Some of the yes votes qualified their vote. One felt that there was efficacy if the data could be verified. Another added that there were two positive trials under very narrow conditions.
The three guests, who could not vote, indicated that they felt there was enough evidence in the trials and that the field needed more treatment options because no one treatment would work with all people.

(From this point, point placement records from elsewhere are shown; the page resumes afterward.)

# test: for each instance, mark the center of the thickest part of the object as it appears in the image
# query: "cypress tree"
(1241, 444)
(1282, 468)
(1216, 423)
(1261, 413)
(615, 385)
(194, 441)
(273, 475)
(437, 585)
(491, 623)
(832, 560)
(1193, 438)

(The transcript will record the vote as 8 yes and two no. This is an error and the minutes reflect the actual count – which can be verified by counting the individual votes.
3. Do the data support any conclusions regarding subgroups of patients more likely to benefit from acamprosate?
The committee had consensus that acamprosate should not be started for treatment until the patient was abstinent and had been detoxified.
There was some belief that being committed to treatment to be abstinent was related to a positive outcome; but some members also felt that people who are alcoholic had lots of ambivalence and often changed their goals; hence, this variable was less compelling and probably not of value for labeling.
A verbatim transcript of this meeting will be available on the FDA’s Dockets Management Branch Website approximately 30 days after the meeting. The address is HTTP://www.fda.gov/ohrms/dockets/ac/acmenu.htm.
I certify that I attended the May 10, 2002 meeting of the Psychopharmacologic Drugs Advisory Committee and that these minutes accurately reflect what transpired.
/S/ __/S/______ 5/15/02
Sandra Titus, Ph.D. Date Dan Oren, M.D. Date
Executive Secretary, PDAC Acting Chair, PDAC
Prepared on May 10, 2002/Sandra Titus, Ph.D.